Es ist wichtig, sich daran zu erinnern, dass es darum bei der Meditation nicht geht. Es gibt keinen Preis zu gewinnen für bewusstseinsverändernde Meditationen – und selbst wenn wir sie erfahren, so finden auch diese ihr Ende, wenn wir uns aus der Meditation erheben und dem Alltag wieder zuwenden. Wer Erlebnisse zur Messlatte macht, findet sich im selben altbekannten Spiel aus Zielerfüllung und Selbstbestätigung wieder – und fördern damit Haltungen und Sichtweisen, die wenig hilfreich sind, dem eigentlichen Zweck unserer Praxis sogar im Wege stehen können.
Zusammenfassung – Kernaussage
Samādhi bedeutet Sammlung und Vereinigung des Herzgeistes – nicht strenge Konzentration. Statt Willenskraft und Drill sind es Freude, Ruhe und verkörperte Präsenz, die den Geist allmählich heilen und stabilisieren.

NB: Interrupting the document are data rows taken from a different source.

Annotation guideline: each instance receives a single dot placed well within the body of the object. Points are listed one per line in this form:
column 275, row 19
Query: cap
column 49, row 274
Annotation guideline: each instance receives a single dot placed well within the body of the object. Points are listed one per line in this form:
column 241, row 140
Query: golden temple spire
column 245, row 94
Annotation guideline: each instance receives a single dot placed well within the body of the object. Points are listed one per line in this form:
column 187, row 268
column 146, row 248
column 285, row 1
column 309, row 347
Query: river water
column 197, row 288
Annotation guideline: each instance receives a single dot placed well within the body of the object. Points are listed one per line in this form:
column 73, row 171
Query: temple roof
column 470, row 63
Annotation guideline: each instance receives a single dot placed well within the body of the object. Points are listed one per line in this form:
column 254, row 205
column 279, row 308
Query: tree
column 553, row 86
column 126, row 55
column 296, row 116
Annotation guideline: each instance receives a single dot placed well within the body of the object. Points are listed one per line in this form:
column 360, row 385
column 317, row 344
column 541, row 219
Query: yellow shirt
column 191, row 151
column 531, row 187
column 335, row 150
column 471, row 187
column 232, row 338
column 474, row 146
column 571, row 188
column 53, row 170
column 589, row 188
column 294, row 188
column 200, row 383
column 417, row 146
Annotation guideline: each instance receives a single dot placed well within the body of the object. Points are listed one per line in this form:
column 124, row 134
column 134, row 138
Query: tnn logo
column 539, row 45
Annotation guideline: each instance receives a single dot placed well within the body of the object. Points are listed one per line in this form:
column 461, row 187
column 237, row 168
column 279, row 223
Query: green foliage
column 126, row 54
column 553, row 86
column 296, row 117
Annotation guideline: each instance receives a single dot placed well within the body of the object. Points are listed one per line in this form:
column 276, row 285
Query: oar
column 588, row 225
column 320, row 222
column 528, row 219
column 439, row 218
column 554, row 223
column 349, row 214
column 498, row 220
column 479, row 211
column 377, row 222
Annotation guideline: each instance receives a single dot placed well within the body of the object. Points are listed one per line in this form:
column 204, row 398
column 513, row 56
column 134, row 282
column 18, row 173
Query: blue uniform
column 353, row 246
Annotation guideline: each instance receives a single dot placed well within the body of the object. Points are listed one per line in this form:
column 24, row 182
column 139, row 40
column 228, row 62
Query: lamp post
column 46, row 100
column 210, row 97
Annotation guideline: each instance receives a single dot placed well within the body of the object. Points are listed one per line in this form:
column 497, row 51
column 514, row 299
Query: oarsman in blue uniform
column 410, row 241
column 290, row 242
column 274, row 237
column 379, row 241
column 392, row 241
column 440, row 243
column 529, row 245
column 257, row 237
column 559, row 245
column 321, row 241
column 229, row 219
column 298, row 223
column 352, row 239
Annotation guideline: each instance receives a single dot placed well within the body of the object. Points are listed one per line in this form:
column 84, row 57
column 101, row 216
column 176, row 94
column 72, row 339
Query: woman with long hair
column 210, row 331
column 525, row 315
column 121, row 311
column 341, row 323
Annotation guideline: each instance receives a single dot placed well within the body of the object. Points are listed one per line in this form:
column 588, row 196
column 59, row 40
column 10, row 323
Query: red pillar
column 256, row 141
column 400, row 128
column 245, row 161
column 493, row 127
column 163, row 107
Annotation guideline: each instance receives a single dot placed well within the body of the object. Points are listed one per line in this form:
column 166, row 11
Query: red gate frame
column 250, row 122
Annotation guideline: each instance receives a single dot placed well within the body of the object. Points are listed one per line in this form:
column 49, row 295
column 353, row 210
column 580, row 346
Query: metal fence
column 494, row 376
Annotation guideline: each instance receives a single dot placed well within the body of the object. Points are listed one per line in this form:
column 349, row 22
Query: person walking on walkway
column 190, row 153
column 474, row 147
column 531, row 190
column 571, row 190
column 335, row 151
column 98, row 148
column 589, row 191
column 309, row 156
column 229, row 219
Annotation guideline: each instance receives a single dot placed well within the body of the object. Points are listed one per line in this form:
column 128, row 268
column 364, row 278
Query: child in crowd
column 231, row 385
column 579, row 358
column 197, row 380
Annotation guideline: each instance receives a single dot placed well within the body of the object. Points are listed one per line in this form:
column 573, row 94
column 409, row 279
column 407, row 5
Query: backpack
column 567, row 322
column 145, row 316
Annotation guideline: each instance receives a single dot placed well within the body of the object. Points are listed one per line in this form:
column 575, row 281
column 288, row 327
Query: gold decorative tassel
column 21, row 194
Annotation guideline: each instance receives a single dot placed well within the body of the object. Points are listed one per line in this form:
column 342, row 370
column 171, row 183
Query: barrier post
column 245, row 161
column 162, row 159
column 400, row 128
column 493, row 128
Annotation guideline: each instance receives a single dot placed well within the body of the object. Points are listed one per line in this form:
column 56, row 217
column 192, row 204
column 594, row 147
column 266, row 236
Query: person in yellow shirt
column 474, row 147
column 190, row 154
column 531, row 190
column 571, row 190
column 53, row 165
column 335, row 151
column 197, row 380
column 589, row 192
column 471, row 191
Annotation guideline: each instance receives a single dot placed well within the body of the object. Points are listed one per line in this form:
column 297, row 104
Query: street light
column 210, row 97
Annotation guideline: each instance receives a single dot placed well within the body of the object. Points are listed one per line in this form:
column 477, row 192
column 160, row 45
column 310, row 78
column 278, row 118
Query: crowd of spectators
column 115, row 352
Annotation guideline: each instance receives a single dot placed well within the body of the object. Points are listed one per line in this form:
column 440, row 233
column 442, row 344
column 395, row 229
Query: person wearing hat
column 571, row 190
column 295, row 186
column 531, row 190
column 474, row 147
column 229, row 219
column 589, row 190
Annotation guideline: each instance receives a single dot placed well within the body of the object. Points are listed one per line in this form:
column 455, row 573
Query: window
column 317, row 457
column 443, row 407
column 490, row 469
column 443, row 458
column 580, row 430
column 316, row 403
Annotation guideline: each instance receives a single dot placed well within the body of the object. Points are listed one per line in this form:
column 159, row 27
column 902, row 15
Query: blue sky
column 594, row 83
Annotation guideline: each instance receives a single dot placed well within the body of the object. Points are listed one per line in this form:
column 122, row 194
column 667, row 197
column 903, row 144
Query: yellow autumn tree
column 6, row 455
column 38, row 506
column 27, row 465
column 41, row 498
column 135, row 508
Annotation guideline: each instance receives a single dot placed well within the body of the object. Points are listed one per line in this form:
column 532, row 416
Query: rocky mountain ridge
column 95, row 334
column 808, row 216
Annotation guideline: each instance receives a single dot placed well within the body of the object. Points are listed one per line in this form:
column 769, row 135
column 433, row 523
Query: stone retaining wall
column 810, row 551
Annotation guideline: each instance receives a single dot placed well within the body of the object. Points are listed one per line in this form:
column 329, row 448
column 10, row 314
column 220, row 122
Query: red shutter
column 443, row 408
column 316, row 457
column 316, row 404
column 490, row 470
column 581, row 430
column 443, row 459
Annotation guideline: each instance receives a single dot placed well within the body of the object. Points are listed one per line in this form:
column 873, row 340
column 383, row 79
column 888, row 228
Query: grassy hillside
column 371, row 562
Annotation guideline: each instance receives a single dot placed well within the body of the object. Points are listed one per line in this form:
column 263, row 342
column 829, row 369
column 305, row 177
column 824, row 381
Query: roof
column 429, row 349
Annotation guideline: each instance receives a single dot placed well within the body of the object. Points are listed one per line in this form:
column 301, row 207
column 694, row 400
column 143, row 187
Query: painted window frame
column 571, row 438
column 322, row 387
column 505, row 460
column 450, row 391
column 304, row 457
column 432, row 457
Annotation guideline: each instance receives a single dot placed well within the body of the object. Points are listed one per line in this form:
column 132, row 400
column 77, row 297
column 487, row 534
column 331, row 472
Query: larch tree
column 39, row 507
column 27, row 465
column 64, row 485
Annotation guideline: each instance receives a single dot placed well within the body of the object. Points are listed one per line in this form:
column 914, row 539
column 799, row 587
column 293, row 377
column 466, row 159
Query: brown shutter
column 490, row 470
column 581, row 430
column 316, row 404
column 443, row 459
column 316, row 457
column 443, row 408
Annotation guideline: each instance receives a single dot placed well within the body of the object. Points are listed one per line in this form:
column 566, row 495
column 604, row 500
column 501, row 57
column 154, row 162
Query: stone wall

Es geht nicht darum, „meditativen Fortschritt“ anhand von außergewöhnlichen Bewusstseinszuständen zu messen, sondern sich in Fürsorge Körper, Herz und Geist zuzuwenden und zu erforschen, was benötigt wird, damit diese zur Ruhe kommen können. Frieden entsteht nicht durch Anstrengung, sondern durch wohlwollende Zuwendung.
Mini-Übung: „Sich auf Freude einlassen“
- Setz dich oder steh entspannt hin.
- Finde im Körper eine kleine Empfindung von Wohlbefinden (Wärme, Leichtigkeit, angenehmer Atemzug).
- Erlaube, dass diese Empfindung ein bisschen Raum bekommt.
- Verweile drei Atemzüge dort.
Reflexionsfragen
- Wo im Leben brauchst du Willenskraft, um zu verhindern, dass dir selbst oder anderen ein Schaden entsteht? An welchen anderen Stellen geht deine Willenskraft verloren?
- Welchen angenehmen und wohltuenden Erfahrungen könntest du in der Meditation nachspüren?
- Wie würde sich deine meditative Praxis verändern, wenn das Ziel nicht wäre, frei von Gedanken oder ganz ruhig zu sein, sondern sich fürsorglich Körper, Herz und Geist zuzuwenden?